Another example of the still tightening online environment is the unexpected blocking last week of independent music site Bandcamp, which had offered many Chinese acts a vital bridge to peers and audiences elsewhere. Together with a recent crackdown on volunteer film and TV subtitling groups and the more predictable blocking of Clubhouse, the Bandcamp incident illustrates the ongoing constriction of space for unregulated international exchanges.
On Saturday, CDT Chinese will host a Clubhouse Q&A with UCLA’s Michael Berry to discuss his English translation of Fang Fang’s Wuhan Diary, probably the most prominent and controversial inside account of the Wuhan lockdown. News that it would be translated and published abroad helped fuel an intense backlash last spring, with Fang Fang herself subjected to intense online harassment, and some of her supporters also coming under attack. Berry previously spoke to CDT in 2016 about the growing entanglement between Hollywood and China which, as shown in a PEN America report last August, has only deepened since. For those unable to attend the Clubhouse session, Berry previously discussed his work on Wuhan Diary on the Sinica Podcast last July. (Please note that questions remain over Clubhouse’s safety for users within China involved in sensitive discussions.)
Elsewhere on the news front, CDT English rounded up coverage of:
… further moves in Hong Kong to neutralize pro-democracy opposition, with the looming introduction of a loyalty oath and a wide range of targeted disqualifying criteria for district councillors.
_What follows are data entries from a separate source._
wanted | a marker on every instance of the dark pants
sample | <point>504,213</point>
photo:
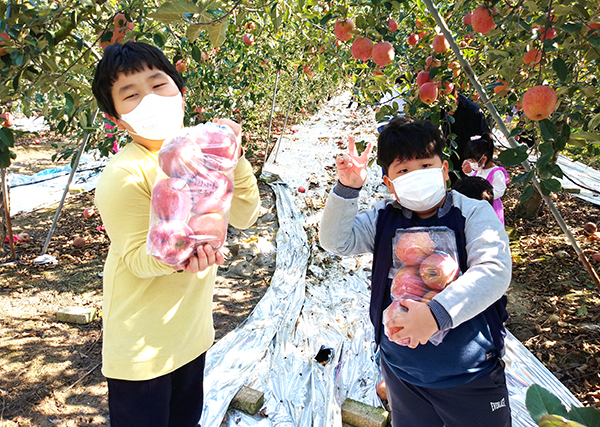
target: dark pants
<point>172,400</point>
<point>480,403</point>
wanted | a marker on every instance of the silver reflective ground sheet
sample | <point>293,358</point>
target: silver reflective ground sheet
<point>308,345</point>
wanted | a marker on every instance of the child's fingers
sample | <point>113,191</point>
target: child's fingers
<point>352,146</point>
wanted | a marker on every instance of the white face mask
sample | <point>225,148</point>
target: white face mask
<point>420,190</point>
<point>156,117</point>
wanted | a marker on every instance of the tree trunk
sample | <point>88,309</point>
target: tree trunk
<point>530,208</point>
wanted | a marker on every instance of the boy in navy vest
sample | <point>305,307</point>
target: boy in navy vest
<point>460,382</point>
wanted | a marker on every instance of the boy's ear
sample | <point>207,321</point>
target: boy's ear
<point>445,169</point>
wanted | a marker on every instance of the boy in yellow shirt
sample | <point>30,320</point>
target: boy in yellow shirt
<point>157,318</point>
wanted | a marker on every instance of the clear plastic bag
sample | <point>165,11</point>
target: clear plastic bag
<point>191,198</point>
<point>425,261</point>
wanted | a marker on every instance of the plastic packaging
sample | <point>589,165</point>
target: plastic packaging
<point>191,198</point>
<point>425,261</point>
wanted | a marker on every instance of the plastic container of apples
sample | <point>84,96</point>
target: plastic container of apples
<point>425,262</point>
<point>191,198</point>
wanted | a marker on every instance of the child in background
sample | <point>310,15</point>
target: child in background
<point>460,382</point>
<point>157,318</point>
<point>475,187</point>
<point>479,153</point>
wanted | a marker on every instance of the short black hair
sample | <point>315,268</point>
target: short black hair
<point>128,58</point>
<point>475,187</point>
<point>405,138</point>
<point>479,147</point>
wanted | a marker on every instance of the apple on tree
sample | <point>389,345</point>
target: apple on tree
<point>343,29</point>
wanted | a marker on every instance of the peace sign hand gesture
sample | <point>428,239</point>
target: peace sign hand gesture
<point>352,168</point>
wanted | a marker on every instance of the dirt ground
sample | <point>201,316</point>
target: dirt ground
<point>50,371</point>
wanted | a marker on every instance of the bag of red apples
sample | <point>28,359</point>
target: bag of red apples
<point>191,198</point>
<point>425,261</point>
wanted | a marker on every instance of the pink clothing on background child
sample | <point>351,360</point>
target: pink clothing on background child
<point>499,182</point>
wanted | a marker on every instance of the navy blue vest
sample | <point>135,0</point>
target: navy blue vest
<point>389,220</point>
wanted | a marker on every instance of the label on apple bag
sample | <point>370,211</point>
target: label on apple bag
<point>425,261</point>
… the Canadian parliament’s vote to label the situation in Xinjiang as “genocide,” and recent arguments for the term’s applicability.
… digital currency and surveillance, and recent reports on foreign entanglement with China’s surveillance industry.
… unsubstantiated suspicions in Myanmar that China was behind the country’s recent coup, and the event’s implications for the PRC more broadly.